Sue in Gary, IN: "We have a new F150 V6 and it does not get the gas mileage that is stated on the Purchase Sticker!!"
Jordan in Tucson, AZ: "I purchased a 2016 Ford Edge new and was told my mileage would be between 21 and 25 MPG. It never got above 18 even with a tailbreeze going downhill. Even driving around town my gas would be between $60 and $100 weekly."
John in Sacramento, CA: "I purchased a 2018 Ford Taurus this past year and have noticed a significant difference with the sticker data and actual MPG."
Joyce in Seattle, WA: "We own a 2017 Ford Escape Titanium. We are only getting 22.6 MPG on the car. Thought it would be much higher, according to the original sticker. We certainly lost our trust in Ford."
Ford Ranger Class Action
A class-action lawsuit filed in May claims that Ford installed devices on 2019 Ford Ranger pickups that misrepresent fuel economy, and that the automaker deceptively advertised the truck's fuel efficiency. The lawsuit was filed in U.S. District Court in February 2019 after Ford stated in a regulatory filing with the Securities and Exchange Commission (SEC) that the Department of Justice had opened a criminal investigation into Ford's emissions certifications processes. The motor company said in February that it had opened an internal investigation to check whether faulty computer modeling had caused misstated fuel economy ratings for the Ford Ranger and other vehicles, according to Detroit News.
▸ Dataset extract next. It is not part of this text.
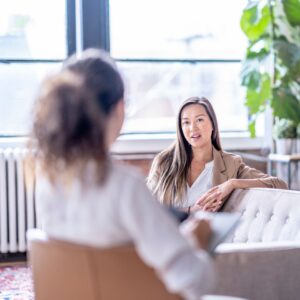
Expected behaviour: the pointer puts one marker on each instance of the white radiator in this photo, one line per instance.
(17, 202)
Lawyers nationwide started filing class-action lawsuits after the motor company told SEC that it had "become aware of a potential concern involving its U.S. emissions certification process” and Ford “cannot provide assurance that it will not have a material adverse effect on [Ford].”
Attorney Steve Berman, with one of the firms that filed the lawsuit, told the newspaper that “Ford deceptively advertised its Rangers to consumers as ‘best-in-class’ in fuel economy” and that the motor company “knew that consumers pay a premium for fuel efficiency and that less fuel burned means less emissions, and therefore more profits. Its own employees questioned its fuel efficiency calculations. Ford chose to blatantly ignore the clear warning signs it was given."
A similar lawsuit filed on behalf of a Texas resident and 2019 Ranger owner and "on behalf of all others similarly situated" alleges Ford deliberately miscalculated road testing factors during its internal fuel economy test process "in order to report that its vehicles were more efficient than they actually were." According to the lawsuit, Ford then used the higher fuel economy as a "selling tool.”
READ MORE FORD FUEL ECONOMY LEGAL NEWS
The Ford fuel economy lawsuit was filed in the U.S. District Court for the Central District of Illinois – Hubert v. Ford Motor Company.